Dean Larry Kramer is quoted in a National Law Journal story about Stanford Law School's plans to discontinue the practice of giving letter grades starting in the fall. The Stanford Law Review is also mentioned in the article:

The goals are to shift students away from the focus on grades and prevent course selections that have started to include calculation of instructors' grading habits, according to Stanford Law School Dean Larry Kramer.

"It didn't come out of the blue. We consulted with employers and students and it has been well received," he said.

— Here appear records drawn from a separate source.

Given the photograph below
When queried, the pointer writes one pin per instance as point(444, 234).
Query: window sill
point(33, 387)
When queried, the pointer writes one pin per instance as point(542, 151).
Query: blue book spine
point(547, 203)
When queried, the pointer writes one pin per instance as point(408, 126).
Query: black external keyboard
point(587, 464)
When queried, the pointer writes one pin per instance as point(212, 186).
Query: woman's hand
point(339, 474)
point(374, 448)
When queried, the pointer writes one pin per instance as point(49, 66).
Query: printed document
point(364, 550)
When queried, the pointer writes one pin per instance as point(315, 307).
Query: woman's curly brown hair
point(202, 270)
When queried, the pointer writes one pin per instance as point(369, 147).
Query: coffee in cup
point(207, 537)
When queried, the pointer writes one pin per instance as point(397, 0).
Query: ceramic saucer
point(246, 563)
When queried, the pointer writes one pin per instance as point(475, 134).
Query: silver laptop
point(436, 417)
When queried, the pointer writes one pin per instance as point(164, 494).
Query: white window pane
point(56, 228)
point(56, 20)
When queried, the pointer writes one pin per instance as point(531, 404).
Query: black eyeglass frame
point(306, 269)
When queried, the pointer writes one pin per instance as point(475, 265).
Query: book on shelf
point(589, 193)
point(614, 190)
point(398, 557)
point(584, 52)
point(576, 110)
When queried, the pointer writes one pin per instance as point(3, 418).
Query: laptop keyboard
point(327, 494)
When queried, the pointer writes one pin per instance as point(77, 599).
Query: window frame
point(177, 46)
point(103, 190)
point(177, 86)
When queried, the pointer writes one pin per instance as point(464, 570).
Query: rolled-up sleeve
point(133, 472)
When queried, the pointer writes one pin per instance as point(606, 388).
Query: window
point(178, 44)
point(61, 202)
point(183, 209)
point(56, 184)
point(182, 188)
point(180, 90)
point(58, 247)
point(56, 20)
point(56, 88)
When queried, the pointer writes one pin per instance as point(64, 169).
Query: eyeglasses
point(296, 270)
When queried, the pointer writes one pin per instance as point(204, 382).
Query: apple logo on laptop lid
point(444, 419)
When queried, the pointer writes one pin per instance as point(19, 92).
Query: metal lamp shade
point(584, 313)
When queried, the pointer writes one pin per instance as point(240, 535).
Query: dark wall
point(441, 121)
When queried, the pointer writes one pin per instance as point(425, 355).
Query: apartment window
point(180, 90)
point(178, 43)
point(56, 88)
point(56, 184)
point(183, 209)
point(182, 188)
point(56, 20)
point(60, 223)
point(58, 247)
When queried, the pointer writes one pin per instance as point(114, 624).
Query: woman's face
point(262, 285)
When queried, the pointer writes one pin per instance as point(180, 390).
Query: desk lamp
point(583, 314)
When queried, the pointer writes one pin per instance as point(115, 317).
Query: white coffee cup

Kramer said Stanford plans to use a quota system of "a kind of enforced norm for ranges," but "a set of details has to be worked out." Once that is done it will eliminate the class-shopping problem, he said.

Kramer also pointed out that elimination of letter grades is common in business and medical schools, but law schools are the most conservative and slow to change.


Kramer said the students have been told the new system may be in place as early as this fall but it could take a full year to implement. "There are a whole bunch of details to be worked out," he said.

The Stanford Law Review did not take an official position on the grading policy change but issued this statement: "The Review has, for many years, selected members irrespective of grades. The Stanford Law Review seeks members who are committed to producing excellent and innovative legal scholarship. Our selection process consists of a blindly evaluated editing and writing exercise, to ensure that our members are meticulous editors and high-caliber legal writers."